POET said on June 1 it has acquired Flint Hills Resources' entire ethanol business, highlighting the largest U.S. biofuels producer's bet that conventional renewable fuels like corn-based ethanol will play a role in reducing carbon emissions.
The deal will boost POET's ethanol production capacity by 40% to 3 billion gallons per year, the company said.
The United States is the world's largest producer of ethanol. Before the coronavirus pandemic, U.S producers made 15.8 billion gallons of ethanol in 2019, according to the U.S. Energy Information Administration (EIA).
Ethanol and ethanol-gasoline mixtures burn cleaner than pure gasoline. Producing and burning ethanol still results in carbon emissions, though its effect on net emissions depends on how it is made, according to the EIA.
"Biofuels are one of the best near-term solutions to climate change," POET founder and CEO Jeff Broin told Reuters. "Biofuels are here today, and we don't have decades to wait."

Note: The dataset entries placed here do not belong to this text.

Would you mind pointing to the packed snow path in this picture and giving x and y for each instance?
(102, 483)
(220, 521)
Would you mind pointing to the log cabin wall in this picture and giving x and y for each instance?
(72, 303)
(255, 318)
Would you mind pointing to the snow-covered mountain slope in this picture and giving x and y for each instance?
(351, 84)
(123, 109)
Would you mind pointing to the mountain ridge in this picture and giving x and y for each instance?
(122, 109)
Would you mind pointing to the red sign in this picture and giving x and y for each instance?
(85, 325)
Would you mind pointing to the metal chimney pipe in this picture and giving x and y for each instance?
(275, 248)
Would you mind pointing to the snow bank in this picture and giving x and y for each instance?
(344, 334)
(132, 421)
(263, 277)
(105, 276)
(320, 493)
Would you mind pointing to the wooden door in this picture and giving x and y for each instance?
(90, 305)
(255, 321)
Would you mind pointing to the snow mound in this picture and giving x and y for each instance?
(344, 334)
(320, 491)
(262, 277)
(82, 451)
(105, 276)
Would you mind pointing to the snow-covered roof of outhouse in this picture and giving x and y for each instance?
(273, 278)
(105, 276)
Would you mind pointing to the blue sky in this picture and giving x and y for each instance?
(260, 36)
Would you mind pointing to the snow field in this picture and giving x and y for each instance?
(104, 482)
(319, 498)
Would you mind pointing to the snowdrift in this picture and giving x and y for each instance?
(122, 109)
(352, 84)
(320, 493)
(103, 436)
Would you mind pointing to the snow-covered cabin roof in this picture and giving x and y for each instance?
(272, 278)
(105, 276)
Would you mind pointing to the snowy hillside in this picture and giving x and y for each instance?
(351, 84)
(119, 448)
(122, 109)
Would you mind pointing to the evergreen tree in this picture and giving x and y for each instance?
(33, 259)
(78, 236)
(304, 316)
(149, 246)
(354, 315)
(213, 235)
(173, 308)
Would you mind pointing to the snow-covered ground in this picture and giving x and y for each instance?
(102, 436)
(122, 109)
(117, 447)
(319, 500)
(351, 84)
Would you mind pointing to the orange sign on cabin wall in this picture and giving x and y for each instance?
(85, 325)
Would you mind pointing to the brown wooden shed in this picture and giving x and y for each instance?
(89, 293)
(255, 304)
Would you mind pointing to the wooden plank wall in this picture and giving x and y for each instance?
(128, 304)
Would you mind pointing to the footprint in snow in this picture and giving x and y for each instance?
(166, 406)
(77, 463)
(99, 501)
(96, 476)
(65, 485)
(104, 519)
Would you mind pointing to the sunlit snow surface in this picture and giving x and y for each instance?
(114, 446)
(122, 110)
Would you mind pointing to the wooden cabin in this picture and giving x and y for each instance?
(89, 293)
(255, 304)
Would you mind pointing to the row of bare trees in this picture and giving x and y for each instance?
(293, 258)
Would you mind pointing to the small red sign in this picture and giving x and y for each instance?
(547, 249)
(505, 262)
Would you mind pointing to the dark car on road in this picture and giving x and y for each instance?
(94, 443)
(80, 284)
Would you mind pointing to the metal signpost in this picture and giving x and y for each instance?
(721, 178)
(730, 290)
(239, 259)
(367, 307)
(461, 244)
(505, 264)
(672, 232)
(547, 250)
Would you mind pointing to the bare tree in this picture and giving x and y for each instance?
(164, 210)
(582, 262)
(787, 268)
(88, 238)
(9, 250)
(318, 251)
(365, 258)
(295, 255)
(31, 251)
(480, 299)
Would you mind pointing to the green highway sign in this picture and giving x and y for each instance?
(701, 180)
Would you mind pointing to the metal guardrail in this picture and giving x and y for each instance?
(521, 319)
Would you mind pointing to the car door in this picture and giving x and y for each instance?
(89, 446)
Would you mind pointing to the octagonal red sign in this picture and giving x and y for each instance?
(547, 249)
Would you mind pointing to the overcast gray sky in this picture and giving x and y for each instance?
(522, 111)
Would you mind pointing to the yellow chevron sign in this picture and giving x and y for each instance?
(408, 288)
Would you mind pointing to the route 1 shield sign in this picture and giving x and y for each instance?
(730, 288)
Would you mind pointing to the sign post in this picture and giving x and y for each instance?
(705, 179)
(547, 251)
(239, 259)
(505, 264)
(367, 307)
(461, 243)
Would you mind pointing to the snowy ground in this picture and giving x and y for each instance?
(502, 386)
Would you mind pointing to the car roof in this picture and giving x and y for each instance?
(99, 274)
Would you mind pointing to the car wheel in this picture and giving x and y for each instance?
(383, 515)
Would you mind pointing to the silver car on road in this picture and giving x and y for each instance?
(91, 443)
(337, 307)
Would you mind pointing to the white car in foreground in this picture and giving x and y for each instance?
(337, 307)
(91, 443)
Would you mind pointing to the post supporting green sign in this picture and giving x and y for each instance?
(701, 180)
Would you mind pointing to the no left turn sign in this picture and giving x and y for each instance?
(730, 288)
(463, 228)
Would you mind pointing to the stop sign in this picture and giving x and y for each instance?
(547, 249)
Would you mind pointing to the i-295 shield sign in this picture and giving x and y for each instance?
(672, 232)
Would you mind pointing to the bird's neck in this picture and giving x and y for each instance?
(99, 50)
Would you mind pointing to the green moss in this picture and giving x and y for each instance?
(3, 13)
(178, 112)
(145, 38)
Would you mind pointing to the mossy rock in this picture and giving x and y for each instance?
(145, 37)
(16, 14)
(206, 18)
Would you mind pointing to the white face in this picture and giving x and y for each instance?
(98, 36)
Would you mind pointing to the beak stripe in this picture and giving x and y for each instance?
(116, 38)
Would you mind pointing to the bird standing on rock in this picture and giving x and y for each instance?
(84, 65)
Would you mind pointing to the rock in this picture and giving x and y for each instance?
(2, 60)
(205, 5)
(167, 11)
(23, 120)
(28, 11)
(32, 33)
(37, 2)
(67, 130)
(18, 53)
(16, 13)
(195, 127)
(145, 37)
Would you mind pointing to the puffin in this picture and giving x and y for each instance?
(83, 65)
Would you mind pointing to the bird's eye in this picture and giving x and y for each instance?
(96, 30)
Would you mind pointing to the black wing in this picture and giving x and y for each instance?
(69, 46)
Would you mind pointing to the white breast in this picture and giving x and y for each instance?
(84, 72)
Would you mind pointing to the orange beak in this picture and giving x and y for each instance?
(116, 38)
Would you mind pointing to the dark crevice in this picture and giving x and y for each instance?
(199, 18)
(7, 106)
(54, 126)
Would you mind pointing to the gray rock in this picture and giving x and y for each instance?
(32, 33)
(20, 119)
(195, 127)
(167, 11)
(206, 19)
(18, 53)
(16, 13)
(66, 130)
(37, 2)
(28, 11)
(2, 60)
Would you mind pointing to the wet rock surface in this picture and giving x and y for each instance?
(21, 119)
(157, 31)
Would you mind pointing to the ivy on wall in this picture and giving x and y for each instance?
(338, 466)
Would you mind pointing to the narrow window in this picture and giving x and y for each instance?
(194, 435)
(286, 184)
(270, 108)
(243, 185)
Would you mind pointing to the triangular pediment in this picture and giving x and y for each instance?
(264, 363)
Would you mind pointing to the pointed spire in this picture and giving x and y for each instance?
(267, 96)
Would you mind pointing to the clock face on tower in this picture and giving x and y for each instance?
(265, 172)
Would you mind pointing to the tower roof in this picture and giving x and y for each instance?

U.S. President Joe Biden released a plan to reduce emissions in April that encouraged development of "very low carbon new-generation renewable fuels" but did not specifically name ethanol.
The acquisition includes six bioprocessing facilities located in Iowa and Nebraska and two terminals in Texas and Georgia. POET, based at Sioux Falls, South Dakota, will now operate 33 bioprocessing facilities across eight states.
Reuters reported in May that the companies were in discussions over the deal.
"This opportunity was the right opportunity at the right time," Jeff Lautt, POET's COO, said.
Flint Hills, a refining, biofuels and petrochemical company, is based in Wichita, Kansas, and was the fifth-largest ethanol producer in the United States before the acquisition.
The deal will also boost POET's dried distillers grain production to 7 million tons per year and its corn oil production to 975 million pounds per year.